Transfert des données d'un frontalier vers la France ou la Belgique : quelles règles ?
Réponse courte
Le transfert des données d'un salarié frontalier vers un prestataire situé en France ou en Belgique est libre au titre du RGPD. Ces deux pays étant membres de l'Union européenne, les flux de données ne constituent pas un transfert hors UE et ne sont soumis à aucune restriction au titre du chapitre V du RGPD. Aucune formalité particulière n'est exigée pour le transfert lui-même.
L'opération reste néanmoins un traitement soumis aux principes généraux : base légale, finalité, minimisation, sécurité. Si le destinataire est un sous-traitant (ex. logiciel de paie hébergé en France), un contrat conforme à l'article 28 du RGPD doit être conclu. La CNPD reste l'autorité compétente pour l'employeur luxembourgeois, quel que soit le pays du destinataire au sein de l'UE.
Définition
Le transfert intra-UE désigne la communication de données personnelles entre responsables de traitement ou sous-traitants situés dans deux États membres de l'Union européenne. Le RGPD garantit la libre circulation des données personnelles au sein de l'UE (art. 1.3 RGPD), ce qui exclut tout obstacle administratif au flux entre Luxembourg, France et Belgique.

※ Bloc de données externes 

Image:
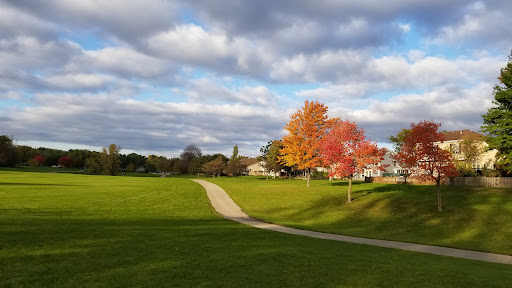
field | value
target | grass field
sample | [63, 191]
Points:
[473, 218]
[64, 230]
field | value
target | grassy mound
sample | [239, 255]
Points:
[64, 230]
[473, 218]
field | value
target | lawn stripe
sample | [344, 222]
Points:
[225, 206]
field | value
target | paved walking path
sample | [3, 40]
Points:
[225, 206]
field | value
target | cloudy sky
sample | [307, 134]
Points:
[155, 76]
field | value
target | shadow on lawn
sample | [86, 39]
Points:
[211, 252]
[33, 184]
[409, 213]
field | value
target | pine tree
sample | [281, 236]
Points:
[498, 119]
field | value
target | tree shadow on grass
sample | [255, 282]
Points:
[212, 252]
[34, 184]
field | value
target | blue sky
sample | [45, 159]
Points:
[156, 76]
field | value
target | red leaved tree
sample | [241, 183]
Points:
[38, 160]
[301, 147]
[427, 161]
[346, 150]
[66, 162]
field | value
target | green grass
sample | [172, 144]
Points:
[473, 218]
[40, 169]
[64, 230]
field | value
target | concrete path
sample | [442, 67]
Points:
[225, 206]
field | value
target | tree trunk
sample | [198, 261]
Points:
[439, 200]
[349, 194]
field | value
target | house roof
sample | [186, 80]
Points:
[250, 161]
[461, 135]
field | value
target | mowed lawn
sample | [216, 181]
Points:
[63, 230]
[472, 218]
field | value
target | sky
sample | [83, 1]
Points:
[156, 76]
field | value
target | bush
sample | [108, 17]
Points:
[319, 175]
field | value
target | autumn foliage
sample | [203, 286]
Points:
[427, 161]
[38, 160]
[66, 162]
[301, 147]
[346, 151]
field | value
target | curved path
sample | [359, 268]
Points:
[225, 206]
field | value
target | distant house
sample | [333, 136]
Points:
[386, 167]
[452, 142]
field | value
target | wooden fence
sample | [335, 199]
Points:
[497, 182]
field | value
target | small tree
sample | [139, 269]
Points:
[397, 142]
[8, 152]
[190, 159]
[346, 151]
[38, 161]
[470, 152]
[270, 157]
[66, 162]
[109, 159]
[428, 161]
[498, 119]
[93, 165]
[301, 146]
[215, 167]
[235, 165]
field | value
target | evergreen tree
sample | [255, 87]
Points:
[498, 119]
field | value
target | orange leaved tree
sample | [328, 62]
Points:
[346, 151]
[307, 126]
[427, 161]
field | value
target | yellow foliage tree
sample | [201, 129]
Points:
[307, 126]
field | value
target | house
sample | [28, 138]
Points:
[255, 167]
[388, 166]
[453, 142]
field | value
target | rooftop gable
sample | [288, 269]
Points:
[461, 135]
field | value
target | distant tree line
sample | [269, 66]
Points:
[110, 161]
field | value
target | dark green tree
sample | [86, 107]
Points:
[190, 159]
[109, 160]
[7, 152]
[398, 140]
[236, 166]
[498, 120]
[270, 156]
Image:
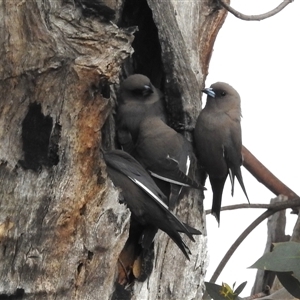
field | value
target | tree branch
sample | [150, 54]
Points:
[269, 14]
[239, 206]
[275, 208]
[264, 176]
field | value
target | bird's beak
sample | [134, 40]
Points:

Seuls les transferts vers des pays tiers (hors UE et EEE) requièrent des garanties spécifiques (décision d'adéquation, clauses contractuelles types, BCR).
Conditions d’exercice
L'article 1.3 du RGPD garantit la libre circulation intra-UE sans formalité de transfert, mais impose une base légale (art. 6), une finalité limitée, un contrat de sous-traitance conforme à l'article 28 pour les prestataires, des mesures de sécurité adaptées et l'information des destinataires dans la notice.
| Condition | Détail |
|---|---|
| Libre circulation | Pas de formalités spécifiques au transfert |
| Base légale | Nécessaire pour le traitement (art. 6 RGPD) |
| Finalité | Limitée à l'objet de la prestation |
| Contrat de sous-traitance | Obligatoire si destinataire sous-traitant (art. 28 RGPD) |
| Sécurité | Mesures techniques et organisationnelles adaptées |
| Information | Notice mentionnant les destinataires |
Modalités pratiques
Les flux vers la France et la Belgique sont cartographiés, encadrés par un contrat conforme à l'article 28 RGPD si le destinataire est sous-traitant, sécurisés par chiffrement, mentionnés dans la notice salariés et inscrits au registre des traitements (art. 30).
| Étape | Détail |
|---|---|
| Cartographie | Identification des flux vers chaque destinataire |
| Contrat | Article 28 RGPD si sous-traitant (paie, SIRH) |
| Sécurité | Chiffrement des transferts et stockages |
| Information | Mention des destinataires dans la notice salariés |
| Registre | Inscription du flux dans le registre des traitements |
| Audit | Vérification périodique du sous-traitant |
Pratiques et recommandations
Conclure un contrat conforme à l'article 28 du RGPD avec tout prestataire (paie, gestion RH, logiciel SIRH) traitant les données pour le compte de l'entreprise luxembourgeoise.
Vérifier les mesures de sécurité du sous-traitant : chiffrement, hébergement en UE, certification ISO 27001 le cas échéant.
Mentionner les destinataires dans la notice d'information remise aux salariés, conformément à l'article 13 du RGPD.
Cartographier les flux vers la France et la Belgique dans le registre des activités de traitement (art. 30 RGPD).
Auditer régulièrement les prestataires pour s'assurer du maintien des garanties contractuelles et techniques.
Cadre juridique
Le cadre juridique repose sur les textes européens et luxembourgeois.
| Référence | Objet |
|---|---|
| Art. 1.3 RGPD | Libre circulation des données personnelles dans l'UE |
| Art. 28 RGPD | Obligations contractuelles du sous-traitant |
| Art. 13 RGPD | Information de la personne concernée |
| Art. 30 RGPD | Registre des activités de traitement |
| Chapitre V RGPD | Transferts vers pays tiers (non applicable UE) |
| Loi du 1er août 2018 | Régime général au Luxembourg |
Note
Si le prestataire stocke ou traite les données depuis un pays tiers (par exemple un sous-traitant français hébergeant chez un fournisseur cloud américain), les règles du chapitre V du RGPD redeviennent applicables. Une vigilance particulière s'impose alors.